结合Transformer的双向GRU入侵检测研究

doi:10.3778/j.issn.1002-8331.2405-0065

摘要/Abstract

摘要： 在网络入侵检测系统中，以往的系统在特征提取时容易受到噪声特征的干扰，面对不平衡数据时对少数类样本边界区分不明显，同时检测模型容易错过重要时间点的信息。这些问题影响了模型的训练效果，降低了模型的检测性能。为应对这些挑战，提出了一种结合鸽群优化算法和边界合成少数过采样技术的Transformer-双向门控循环单元（bidirectional gated recurrent unit，BiGRU）混合模型。通过鸽群优化算法自动进行特征选择，以提升模型处理复杂数据集的能力，并降低噪声特征的干扰。采用边界合成少数过采样技术对数据进行平衡处理，特别是针对少数类样本，提高其在平衡数据集中的代表性和质量。构建了一个集成Transformer和BiGRU的深度学习模型来进行入侵检测，利用Transformer捕捉全局依赖关系的特征提取能力，同时借助BiGRU的时间序列建模能力来更好地理解序列数据的双向上下文关系。在NSL-KDD数据集上的实验结果表明，该模型展现出了良好的检测性能，准确率达到83.64%，F1分数为78.41%，均超过了对比的传统机器学习模型和深度学习模型。

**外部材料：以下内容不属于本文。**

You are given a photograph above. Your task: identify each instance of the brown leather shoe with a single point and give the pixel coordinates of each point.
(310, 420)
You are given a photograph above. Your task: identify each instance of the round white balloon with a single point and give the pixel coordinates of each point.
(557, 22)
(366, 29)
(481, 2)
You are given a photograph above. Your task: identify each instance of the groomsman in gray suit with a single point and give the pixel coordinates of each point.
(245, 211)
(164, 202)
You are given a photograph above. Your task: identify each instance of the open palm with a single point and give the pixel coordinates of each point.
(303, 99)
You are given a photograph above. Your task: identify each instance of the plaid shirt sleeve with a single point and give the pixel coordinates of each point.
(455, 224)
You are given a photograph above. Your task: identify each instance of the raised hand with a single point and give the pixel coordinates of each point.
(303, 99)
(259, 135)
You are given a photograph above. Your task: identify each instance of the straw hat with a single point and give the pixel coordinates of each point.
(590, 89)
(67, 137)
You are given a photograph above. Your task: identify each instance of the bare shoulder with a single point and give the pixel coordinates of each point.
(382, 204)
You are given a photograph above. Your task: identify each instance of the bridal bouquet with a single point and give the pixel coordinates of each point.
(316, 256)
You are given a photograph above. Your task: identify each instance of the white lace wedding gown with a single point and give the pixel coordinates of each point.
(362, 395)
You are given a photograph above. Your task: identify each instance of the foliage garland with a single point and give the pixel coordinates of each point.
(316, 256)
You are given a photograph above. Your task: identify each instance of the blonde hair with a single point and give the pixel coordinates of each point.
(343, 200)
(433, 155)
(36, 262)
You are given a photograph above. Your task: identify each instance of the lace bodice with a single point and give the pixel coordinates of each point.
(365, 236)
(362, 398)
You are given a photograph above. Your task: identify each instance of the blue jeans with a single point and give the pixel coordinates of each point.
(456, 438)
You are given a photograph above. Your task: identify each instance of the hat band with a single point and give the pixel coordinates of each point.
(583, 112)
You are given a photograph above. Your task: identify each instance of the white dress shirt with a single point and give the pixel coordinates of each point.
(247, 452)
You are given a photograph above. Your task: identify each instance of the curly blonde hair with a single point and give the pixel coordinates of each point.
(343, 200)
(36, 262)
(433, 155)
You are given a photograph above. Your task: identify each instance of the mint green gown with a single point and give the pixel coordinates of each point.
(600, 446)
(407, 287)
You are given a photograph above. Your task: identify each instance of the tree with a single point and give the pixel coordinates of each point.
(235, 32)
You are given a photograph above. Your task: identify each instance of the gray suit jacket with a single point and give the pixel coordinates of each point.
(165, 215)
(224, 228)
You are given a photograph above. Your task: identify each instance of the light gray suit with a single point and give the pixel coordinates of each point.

关键词: 鸽群优化算法, 边界过采样, 多头注意力, 双向循环门控单元, 入侵检测

Abstract: In network intrusion detection systems, previous systems often suffered from interference by noisy features during feature extraction, exhibited poor distinction at the boundaries of minority class samples when dealing with imbalanced data, and the detection models tended to miss important temporal information. Such issues compromised the training effectiveness and diminished the detection performance of the models. To overcome these challenges, this paper introduces a hybrid model that amalgamates the pigeon-inspired optimization (PIO) algorithm and the borderline synthetic minority over-sampling technique (SMOTE) with a Transformer-bidirectional gated recurrent unit (BiGRU). The pigeon-inspired optimization algorithm is utilized for automatic feature selection, enhancing the capability of the model to process complex datasets, and mitigating the impact of noise features. The borderline SMOTE is applied to balance the data, with a specific emphasis on minority class samples, thereby enhancing their representation and quality within the balanced dataset. A deep learning model that integrates Transformer and BiGRU is developed for intrusion detection. This integration exploits the Transformer’s ability to capture global dependencies and the BiGRU’s competence in temporal sequence modeling, enabling a more nuanced understanding of the bidirectional contextual relationships in sequence data. Experimental results derived from the NSL-KDD dataset indicate that the model demonstrates commendable detection performance, attaining an accuracy rate of 83.64% and an F1 score of 78.41%, which surpasses the benchmarks set by traditional machine learning models and other deep learning models used for comparison.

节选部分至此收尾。